В этом направлении разум связывает вещи настолько строго и без исключений, что даже вещи сами по себе, которые могут быть вынуждены лишь неожиданно произвести слабое впечатление на наши чувства, сразу же становятся для нас существенными, как, например, чистый азот, о существовании которого можно было бы только догадываться, поскольку он не способен ни дышать, ни гореть.
Только на основе этой идеальной связи мы приходим к концепции целостного мира; ведь с ее помощью мы также объективируем все те впечатления, которые интеллект не может облечь в свои формы, пространство и материю, такие как звуки, запахи, бесцветные газы и т. д. Эта связь не опасна, пока я осознаю, что это идеальная связь.
Эта связь не представляет опасности, пока я осознаю, что это идеальная связь.
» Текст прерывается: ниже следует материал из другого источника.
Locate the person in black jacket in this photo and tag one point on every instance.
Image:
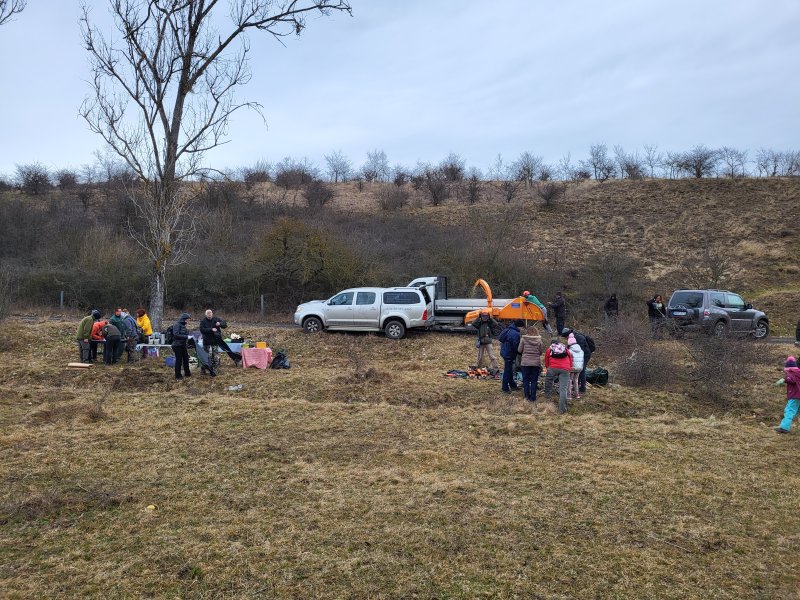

Если принять его за реальность, то возникает неуклюжий и тем самым трансцендентный материализм, практическую пользу которого я признаю в своей работе, но которому неумолимо нужно показать дверь в теоретической области. Шопенгауэр то отводил от него руку, то дружески протягивал ее ему, в зависимости от того, помещал ли он в своей прискорбной одиссее материю в субъект, или в объект, или в вещь в себе, или между тем и другим. Мы не были виновны в этой неудачной полумере.
Что же можно вывести из единства субстанции, этой идеальной связи, возникшей на основе формы понимания материи? В крайнем случае, что объективирующие силы в определенном смысле консубстанциональны и вместе образуют коллективное единство. Из природы субстанции, которая есть только единство, нечто соответствующее этой природе может быть извлечено только как определение различных способов действия тел, которые ей противостоят, подобно тому как сущность времени есть последовательность, потому что в реальном развитии вещей существует последовательность, а пространство должно иметь три измерения, потому что каждая сила распространяется в трех направлениях. Но что всегда считалось неотделимым от материи? Стойкость, т.е. то, что не лежит в нем, качество, выведенное не из него, а из действенности некоторых вещей эмпирическим путем.
Таким образом, мы видим, как Кант выводит постоянство субстанции не из нее самой, а из априорного времени, а Шопенгауэр призывает на помощь пространство:
Жесткая неподвижность пространства, которая предстает как постоянство вещества.
Но на самом деле он выводит его из причинности, который он для этого самым произвольным образом отождествляет с материей и помещает сущность этой сущности в свою очередь (но только до тех пор, пока он хочет доказать постоянство субстанции как априорно определенное) в интимный союз пространства и времени.
Внутреннее единство пространства и времени, причинность, материя, реальность – это, таким образом, Одно, и субъективным коррелятом этого Одного является разум.
(Мир как воля и представление. I. 561.) Как самые разные термины здесь объединены! Как говорил Гамлет: слова, слова, слова! Истина заключается в том, что постоянство субстанции не может быть доказано априори. В реальной сфере идеальной связи субстанций противостоит коллективное единство мира,
происхождение и преходящесть которого (именно то, что отрицается в принципе постоянства субстанции) я доказал в своей философии.
Поскольку Шопенгауэр не признавал динамической связи вещей, независимой от субъекта, а знал только идеальную причинно-следственную связь, он также впал в грубую ошибку, насильственно удалив из причинно-следственной связи природные силы, которым он приписывал реальность.
Понятно, что все изменения в мире могут происходить только под действием сил. Но если, как утверждает Шопенгауэр, силы не могут войти в мир видимости, то как они могут вызвать в нем изменения? Он очень спокойно разрешает трудности.
(Этика 47.)
Что здесь делает Шопенгауэр? Между природной силой и эффектом он помещает непонятную третью вещь, нечто совершенно отличное от природной силы.
Это то же самое, как если бы убийца сказал: «Это не моя сила совершила убийство». Это то же самое, как если бы убийца сказал: «Не моя сила убила, а проявление моей силы».
Шопенгауэр заходит так далеко, что хвастается этим абсурдным различием.